Met Office forecaster Mark Wilson said: “It is going to be a very stormy day on Monday with strong winds picking up during the early hours.
“Much of southern England and Wales will be affected with widespread inland winds of 60 to 70mph and coastal gusts of 80mph.
“This could come as quite a surprise and catch people unaware due to its sudden development.
“Temperatures will also gradually decrease as we progress throughout the remainder of the upcoming week, and this will allow for further widespread snow across many parts of the country throughout Thursday and into next weekend.”
The Met Office said daytime temperatures in the north will hover in low single figures through the week with highs of 10C (50F) further south.
However strong winds will make it feel colder with thermometers dropping widely overnight towards the weekend.
Independent Netweather forecasters warned ground temperatures could drop to -14C in Scotland with -2C likely elsewhere.
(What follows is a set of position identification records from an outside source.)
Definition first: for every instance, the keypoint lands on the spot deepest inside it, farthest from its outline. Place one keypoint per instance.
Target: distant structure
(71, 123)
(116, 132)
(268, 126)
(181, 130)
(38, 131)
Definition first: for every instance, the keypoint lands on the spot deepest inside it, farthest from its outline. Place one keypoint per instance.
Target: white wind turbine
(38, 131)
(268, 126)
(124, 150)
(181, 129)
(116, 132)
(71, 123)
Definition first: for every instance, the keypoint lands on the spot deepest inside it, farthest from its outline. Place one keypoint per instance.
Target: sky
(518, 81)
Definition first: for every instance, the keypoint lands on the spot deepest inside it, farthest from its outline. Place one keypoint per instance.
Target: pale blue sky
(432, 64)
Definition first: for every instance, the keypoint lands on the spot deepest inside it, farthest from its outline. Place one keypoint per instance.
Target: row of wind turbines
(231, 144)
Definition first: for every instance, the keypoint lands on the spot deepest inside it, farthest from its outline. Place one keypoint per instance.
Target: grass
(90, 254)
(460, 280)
“Flooding may affect individual coastal properties and promenades and may lead to some travel disruption.”
Leon Brown, forecaster for The Weather Company, said winds are due to pick up tonight.
He said: “The weather is changing very rapidly from the west on Sunday afternoon as the jet stream pushes another Atlantic weather system rapidly east.
“Gales will develop over the Irish Sea and western Channel before moving inland across western and southern Britain bringing gusts 60 to 70mph near western and southern coasts and 55mph inland through the evening.”